The charity has highlighted growing inequality ahead of the World Economic Forum in Davos this week.
An Oxfam research paper suggests the wealthiest 1 per cent have seen their share of global assets rise from 44 per cent in 2009 to 48 per cent last year – with an average worth of £1.8m each. The figure is on track to exceed 50 per cent this year.
Below the richest fifth, 80 per cent of the world’s population own just 5.5 per cent of wealth – an average of £2,500 each.
‘Global inequality’
The richest 80 individuals in the world had the same wealth as the poorest 50 percent of the entire population, some 3.5 billion people, Oxfam said. This was an even bigger concentration at the top than a year ago, when half the world’s wealth was in the hands of 85 of the ultra rich.
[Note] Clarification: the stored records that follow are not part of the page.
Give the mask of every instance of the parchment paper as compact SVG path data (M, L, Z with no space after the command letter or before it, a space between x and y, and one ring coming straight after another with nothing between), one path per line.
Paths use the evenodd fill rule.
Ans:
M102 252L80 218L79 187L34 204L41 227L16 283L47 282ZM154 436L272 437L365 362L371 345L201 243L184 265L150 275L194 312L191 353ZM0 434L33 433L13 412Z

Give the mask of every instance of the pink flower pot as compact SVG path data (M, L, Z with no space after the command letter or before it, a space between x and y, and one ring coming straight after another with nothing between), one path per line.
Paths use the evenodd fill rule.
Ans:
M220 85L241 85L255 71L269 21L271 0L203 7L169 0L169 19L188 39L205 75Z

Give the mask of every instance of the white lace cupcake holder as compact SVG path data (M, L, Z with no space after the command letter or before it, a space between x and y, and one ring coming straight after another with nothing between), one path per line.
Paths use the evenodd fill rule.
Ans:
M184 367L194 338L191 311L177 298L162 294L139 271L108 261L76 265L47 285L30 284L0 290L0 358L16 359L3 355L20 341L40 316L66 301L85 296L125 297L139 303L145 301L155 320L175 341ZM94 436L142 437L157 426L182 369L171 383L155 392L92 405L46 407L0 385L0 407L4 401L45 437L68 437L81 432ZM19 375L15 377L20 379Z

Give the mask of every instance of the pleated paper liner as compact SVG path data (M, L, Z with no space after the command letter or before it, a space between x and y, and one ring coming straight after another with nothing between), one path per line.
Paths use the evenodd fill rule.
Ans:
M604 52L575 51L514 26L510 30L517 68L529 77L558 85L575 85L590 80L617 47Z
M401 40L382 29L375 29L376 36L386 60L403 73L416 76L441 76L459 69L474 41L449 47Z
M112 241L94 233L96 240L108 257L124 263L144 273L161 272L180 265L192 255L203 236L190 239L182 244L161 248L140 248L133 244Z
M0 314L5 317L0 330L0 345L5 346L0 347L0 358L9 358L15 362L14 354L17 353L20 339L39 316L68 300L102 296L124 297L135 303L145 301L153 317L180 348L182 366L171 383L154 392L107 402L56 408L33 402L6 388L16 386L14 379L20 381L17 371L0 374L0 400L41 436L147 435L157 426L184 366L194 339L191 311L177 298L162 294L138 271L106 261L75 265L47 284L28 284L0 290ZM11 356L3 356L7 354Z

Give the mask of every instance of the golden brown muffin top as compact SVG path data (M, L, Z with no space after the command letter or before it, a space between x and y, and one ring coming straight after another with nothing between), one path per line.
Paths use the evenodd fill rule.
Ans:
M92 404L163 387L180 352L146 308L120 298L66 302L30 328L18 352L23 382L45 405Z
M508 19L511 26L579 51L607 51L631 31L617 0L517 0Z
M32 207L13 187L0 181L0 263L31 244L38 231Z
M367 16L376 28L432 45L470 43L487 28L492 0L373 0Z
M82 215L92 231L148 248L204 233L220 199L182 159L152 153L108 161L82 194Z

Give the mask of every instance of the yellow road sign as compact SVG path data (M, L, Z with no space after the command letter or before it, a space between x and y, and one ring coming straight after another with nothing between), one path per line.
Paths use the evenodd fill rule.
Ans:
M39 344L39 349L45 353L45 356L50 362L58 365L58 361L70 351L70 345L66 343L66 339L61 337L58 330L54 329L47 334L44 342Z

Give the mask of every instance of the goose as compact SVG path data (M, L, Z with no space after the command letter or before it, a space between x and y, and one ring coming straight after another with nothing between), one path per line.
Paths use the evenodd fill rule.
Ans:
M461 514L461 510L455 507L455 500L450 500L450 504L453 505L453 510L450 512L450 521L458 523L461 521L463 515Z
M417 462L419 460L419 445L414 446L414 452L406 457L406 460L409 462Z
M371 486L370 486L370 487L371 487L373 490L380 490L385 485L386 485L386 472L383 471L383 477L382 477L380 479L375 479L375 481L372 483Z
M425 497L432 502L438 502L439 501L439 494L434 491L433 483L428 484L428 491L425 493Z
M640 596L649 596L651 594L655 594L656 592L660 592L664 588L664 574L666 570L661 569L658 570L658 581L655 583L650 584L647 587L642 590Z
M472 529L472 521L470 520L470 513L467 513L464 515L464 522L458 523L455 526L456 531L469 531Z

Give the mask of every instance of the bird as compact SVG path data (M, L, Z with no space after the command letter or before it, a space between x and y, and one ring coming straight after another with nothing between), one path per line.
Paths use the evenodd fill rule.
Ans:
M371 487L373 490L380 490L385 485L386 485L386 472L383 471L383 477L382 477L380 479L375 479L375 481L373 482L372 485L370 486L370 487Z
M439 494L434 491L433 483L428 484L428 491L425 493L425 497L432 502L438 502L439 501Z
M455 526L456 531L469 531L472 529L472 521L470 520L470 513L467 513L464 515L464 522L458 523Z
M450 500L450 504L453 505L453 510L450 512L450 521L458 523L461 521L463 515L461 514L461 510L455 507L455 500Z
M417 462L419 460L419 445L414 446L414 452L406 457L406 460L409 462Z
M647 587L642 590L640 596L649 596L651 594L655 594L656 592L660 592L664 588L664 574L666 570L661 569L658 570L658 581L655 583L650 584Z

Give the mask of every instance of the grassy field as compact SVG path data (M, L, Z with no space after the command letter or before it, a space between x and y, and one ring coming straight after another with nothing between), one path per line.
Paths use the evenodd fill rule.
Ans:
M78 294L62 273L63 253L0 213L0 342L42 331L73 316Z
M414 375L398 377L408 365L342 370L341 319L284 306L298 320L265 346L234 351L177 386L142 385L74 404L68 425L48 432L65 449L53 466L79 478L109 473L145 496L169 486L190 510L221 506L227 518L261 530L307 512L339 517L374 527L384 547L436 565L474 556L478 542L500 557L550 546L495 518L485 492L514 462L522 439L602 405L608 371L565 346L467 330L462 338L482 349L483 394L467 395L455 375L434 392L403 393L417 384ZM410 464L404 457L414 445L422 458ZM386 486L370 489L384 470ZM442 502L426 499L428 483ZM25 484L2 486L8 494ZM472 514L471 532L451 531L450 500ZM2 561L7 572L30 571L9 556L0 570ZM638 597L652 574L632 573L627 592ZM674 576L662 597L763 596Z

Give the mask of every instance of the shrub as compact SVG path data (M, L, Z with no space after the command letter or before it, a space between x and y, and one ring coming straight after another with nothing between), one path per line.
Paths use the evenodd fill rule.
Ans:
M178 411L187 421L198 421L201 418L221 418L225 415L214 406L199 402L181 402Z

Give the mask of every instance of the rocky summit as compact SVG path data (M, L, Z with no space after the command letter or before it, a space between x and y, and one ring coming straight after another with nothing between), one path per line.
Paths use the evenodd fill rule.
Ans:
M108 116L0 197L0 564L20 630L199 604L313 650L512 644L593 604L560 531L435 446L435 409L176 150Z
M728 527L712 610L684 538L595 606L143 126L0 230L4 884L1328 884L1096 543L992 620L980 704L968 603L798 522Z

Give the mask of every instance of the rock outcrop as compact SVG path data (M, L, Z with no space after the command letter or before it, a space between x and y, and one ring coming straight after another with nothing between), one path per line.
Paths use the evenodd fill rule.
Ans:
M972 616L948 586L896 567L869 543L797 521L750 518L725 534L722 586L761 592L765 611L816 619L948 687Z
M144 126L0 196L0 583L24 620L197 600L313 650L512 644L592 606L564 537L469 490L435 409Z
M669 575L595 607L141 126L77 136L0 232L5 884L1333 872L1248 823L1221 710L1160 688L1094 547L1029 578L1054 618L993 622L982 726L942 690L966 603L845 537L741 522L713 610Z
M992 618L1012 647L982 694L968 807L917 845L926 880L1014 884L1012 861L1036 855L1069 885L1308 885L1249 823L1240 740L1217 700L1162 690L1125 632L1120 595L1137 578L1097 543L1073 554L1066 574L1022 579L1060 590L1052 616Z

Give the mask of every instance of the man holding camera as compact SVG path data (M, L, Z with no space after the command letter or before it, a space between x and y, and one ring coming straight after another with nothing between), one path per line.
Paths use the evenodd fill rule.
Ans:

Oxfam International executive director Winnie Byanyima said: “Do we really want to live in a world where the 1 per cent own more than the rest of us combined? The scale of global inequality is quite simply staggering and despite the issues shooting up the global agenda, the gap between the richest and the rest is widening fast.
“In the past 12 months we have seen world leaders from President Obama to Christine Lagarde talk more about tackling extreme inequality but we are still waiting for many of them to walk the walk. It is time our leaders took on the powerful vested interests that stand in the way of a fairer and more prosperous world.
“Business as usual for the elite isn’t a cost free option – failure to tackle inequality will set the fight against poverty back decades. The poor are hurt twice by rising inequality – they get a smaller share of the economic pie and because extreme inequality hurts growth, there is less pie to be shared around.”